O Tribunal da Concorrência absolveu a Cofina do pagamento de uma coima de 75 mil euros decidida, em maio de 2021, pela Entidade Reguladora da Comunicação Social (ERC) pela divulgação de um vídeo de um alegado abuso sexual.
Em causa está a transmissão de um vídeo que circulava nas redes sociais sobre o alegado abuso de cariz sexual cometido contra uma jovem, no interior de um autocarro, no Porto, por altura da Queima das Fitas, em maio de 2017.
Na sua decisão, a ERC acusava o Correio da Manhã, nas versões em papel, online e de televisão, de violação da Lei de Imprensa e do Estatuto do Jornalista pela natureza do vídeo e o enquadramento dado serem suscetíveis de prejudicar manifesta, séria e gravemente a livre formação da personalidade de crianças e adolescentes.
Produzida a prova em julgamento, a juíza Mariana Machado discordou desse entendimento, concluindo que o tratamento jornalístico dado ao caso concorreu para a formação de censura social sobre o sucedido.
A sentença do Tribunal da Concorrência, Regulação e Supervisão (TCRS), em Santarém, datada do passado dia 08 e consultada hoje pela Lusa, refere o modo crítico como foi equacionado o problema do consentimento em situações em que a vítima está alcoolizada e dado, a pais e jovens, o contexto de excessos em comemorações como a Queima das Fitas, potenciados pelo consumo de álcool.
Mariana Machado considera a cobertura noticiosa dada ao caso pelo Correio da Manhã “assertiva e clara na mensagem de repúdio e censura social” e esclarecedora quanto aos vários crimes que poderiam estar em causa, nomeadamente, os de abuso sexual de pessoa incapaz de resistência, devassa da vida privada e gravação ilícita.

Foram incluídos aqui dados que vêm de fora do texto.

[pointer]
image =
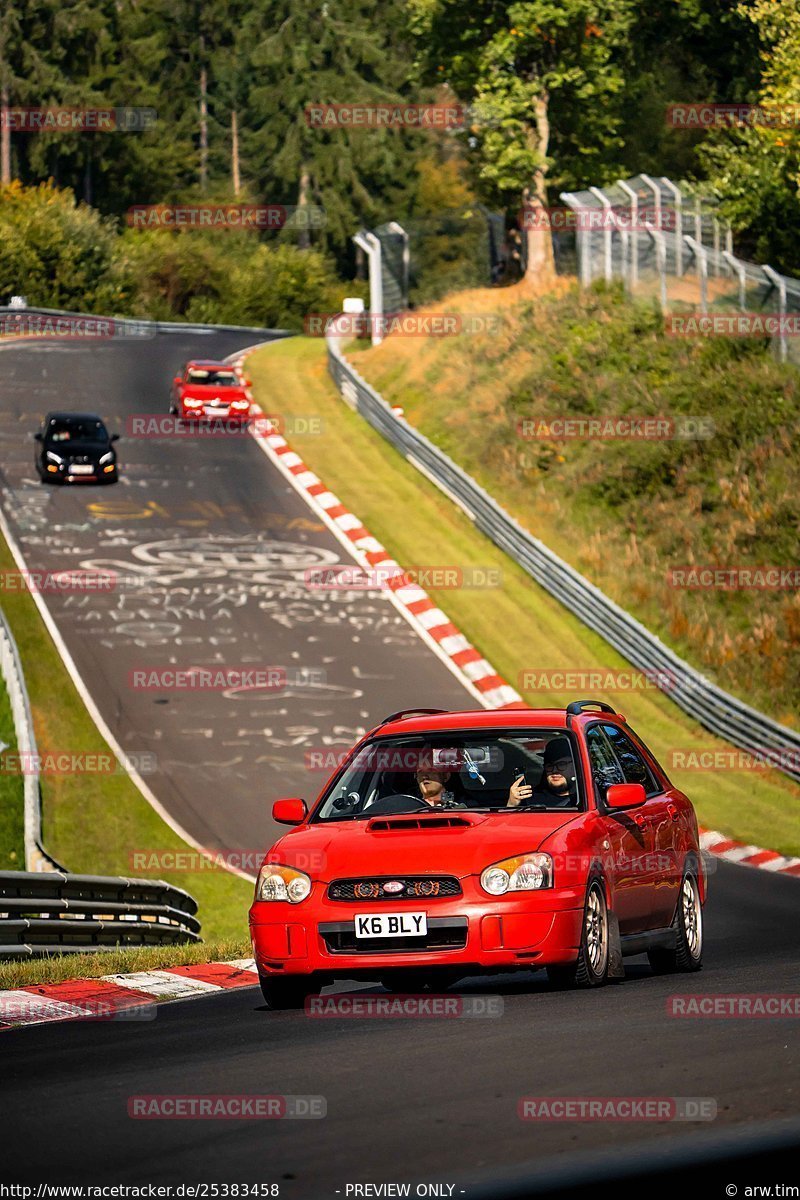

“Sendo um tema desagradável e perturbante – não correspondendo ao ideário de comemorações de fim de ciclo de estudos – é um tema real, que existe em Portugal e em outros países, pelo que vem merecendo alertas e chamadas de atenção”, afirma a sentença, chamando a atenção para o facto de ele ter sido abordado como sendo merecedor de censura social.
O TCRS considera que a ERC não conferiu, na sua decisão, o “devido relevo ao contributo idóneo para alertar as famílias para a seriedade da situação vivida”, já que o tratamento dado ao caso, que incluiu comentários de juristas e psicólogos, entre outros, suscitou a discussão e o debate, sensibilizando para a adoção de comportamentos que evitem a repetição.
Por outro lado, afirma que o regulador menosprezou temas desenvolvidos na sequência do caso, como a investigação sobre a partilha de dados da intimidade e da reserva da vida privada em redes sociais de difícil acesso.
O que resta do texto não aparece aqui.